By Daniela Coe-McNamara
Staff Writer
The two recent changes to the attendance policy at Costa enforce punishments for unexcused absences too severely. In addition, the new system harasses students into spending time, effort and money on visiting the doctor’s office far more frequently than is necessary.
According to Vice Principal Kristin Wolberg, the severe punishment of Study Zone was put in place to encourage students’ attendance by creating a less than favorable consequence of spending four hours of their Saturday at school. However, instead of taking such an authoritarian approach for such a minor offense, the administration should provide various warnings, allowing students to take responsibility by keeping track of their accumulating absences before issuing unnecessary punishments.
The fear of Study Zone may also cause students who have illnesses to come to school feeling less than adequate, when they should be spending their time getting better. This forcible approach unfairly pressures students into going to school even when they are sick and are well aware they will not be able to perform to the best of their abilities.

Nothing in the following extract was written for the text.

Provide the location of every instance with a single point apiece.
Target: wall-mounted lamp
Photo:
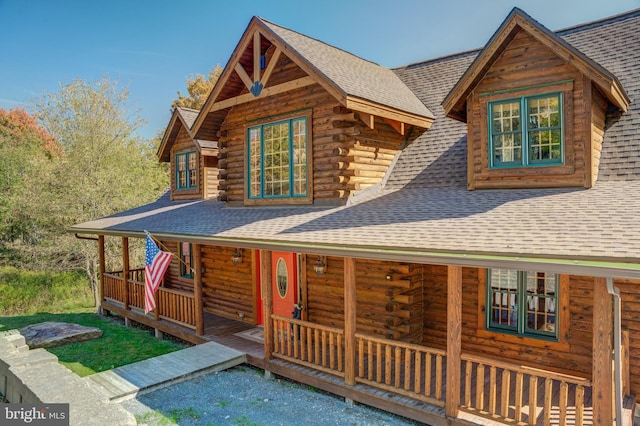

Forcing students to find some way to excuse an absence that does not fall under the excused criteria puts more stress on students, contradicting Costa’s supposed new stress-reduction plan. According to Wolberg, the stress reduction plan and the absence policy are unrelated, yet some students, like seniors who are dealing with the stressful college application process, miss school due to stress or other underlying factors, like lack of sleep.
The other policy change, the requirement of a doctor’s note after 14 illness absences, is simply unreasonable, for some students have weaker immune systems than others but do not or cannot always go to the doctor. According to Nationwide Children’s Hospital, children should stay home from school, but may not require medical attention, for even minor illness, like nausea, headache or fever.
Another contradictory point for the new illness absence rule is the money involved in making students visit the doctor more often. Requiring students to visit a doctor forces families to pay more in doctor bills, prescriptions and insurance rates. However, according to Wolberg, for any absence that should be excused as an illness, students should be able to provide valid documentation of the illness, and if they cannot, this is where the individual attention aspect of the policy comes in.
According to Wolberg, Costa administration will constantly monitor the attendance of each student and will continue to monitor the attendance data to make more changes in coming years. However, there are plenty of more pressing issues, such as the newly implemented office hour and the lack of air conditioning in various buildings across campus, instead of a ridiculous policy change that only creates unnecessary tension between students and staff.
In trying to establish the model high school image of perfect attendance, Costa administration only succeeded in creating even more friction between administration and students, and between parents and staff. Instead of assigning unnecessary Study Zones and forcing doctors visits, the administration should focus more on the problems handed to them daily by the students, parents and teachers of Costa.